High resolution templates¶
Starting from version 2.0, all input templates have been rotated to Equatorial, therefore by default the output is in Equatorial coordinates.
so_pysm_models
also provides access to templates with higher resolution and with updated
data compared to the models included in PySM.
They can be accessed with the function get_so_models()
which works similarly to the models
function available in PySM, for example:
from so_pysm_models import get_so_models
from pysm.nominal import models
from pysm import Sky
sky = Sky(component_objects=[get_so_models("SO_d0s", nside=4096)])
Consider that the so_pysm_models
models are by default in Equatorial coordinates, therefore they should not
be mixed in the same run with standard PySM components which instead are in Galactic coordinates. If you need PySM to simultaneously handle inputs in different reference frames, please open an issue in the PySM repository.
so_pysm_models
retrieves the templates when needed from NERSC via web accessing:
http://portal.nersc.gov/project/cmb/so_pysm_models_data/
Downloaded files are stored in the astropy
cache, generally astropy/cache
and are accessible using astropy.utils.data
, e.g. astropy.utils.data.get_cached_urls()
gives the list of downloaded files. If running at NERSC, the module automatically uses the files accessible locally from the /project
filesystem.
Low-resolution templates are standard PySM ones at \(N_{side}\) 512, often with updated parameters based on Planck results. High-resolution templates are computed from the low-resolution ones, by extrapolating power spectra considering a simple power law model, and by generating small scales as Gaussian realization of these spectra. High-resolution templates therefore have Gaussian small scales (for \(\ell > ~ 1000\)) modulated with large scale signal for both temperature and polarization.
You can access the high resolution parameters at \(N_{side}\) 4096 appending s
(for small scale) at the end of each model name, for example:
from so_pysm_models import get_so_models
from pysm import Sky
sky_highres = Sky(component_objects=[get_so_models("SO_d0s", nside=4096)])
Whatever the \(N_{side}\) of the input model and the requested \(N_{side}\) in get_so_models()
, PySM will automatically use healpy.ud_grade()

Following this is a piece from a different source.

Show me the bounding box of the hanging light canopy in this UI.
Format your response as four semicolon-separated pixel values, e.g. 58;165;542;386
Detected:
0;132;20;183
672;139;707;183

to adjust the map resolution.
Details about individual models¶
Append “s” after a model name to access the \(N_{side}\) 4096 template, i.e. SO_f0s
.
Dust
SO_d0: Thermal dust is modeled as a single-component modified black body, with same templates as in PySM model
d1
. There is no spatial variation of temperature and emissivity in the sky: \(T=19.6\) K and \(\beta_d=1.53\) (values taken from Planck Collaboration IX 2018).SO_d1: Thermal dust is modeled as a single-component modified black body, with same templates as in PySM model
d1
. Both spectral index and dust temperature are spatially varying up to the degree scale.
Synchrotron
SO_s0: Templates from PySM model
s1
. Power law spectral energy distribution, with fixed spectral index \(\beta_s=-3.1\) (from Planck Collaboration IX 2018).SO_s1: Templates from PySM model
s1
. Power law spectral energy distribution, with spatially varying spectral index up to the degree scale.
Free Free
SO_f0: same model as PySM
f1
, no spatial variation of spectral index equal to -2.4.
AME
SO_a0: sum of two spinning dust populations (as in PySM model
a1
) with spatially constant peak frequency. No polarization.SO_a1: sum of two spinning dust populations (as in PySM model
a1
). First one with spatially constant peak frequency, the other with spatially variable peak frequency up to the degree scale. Polarized maps simulated with thermal dust angles and nominal AME intensity, scaled globally by 1% polarization fraction.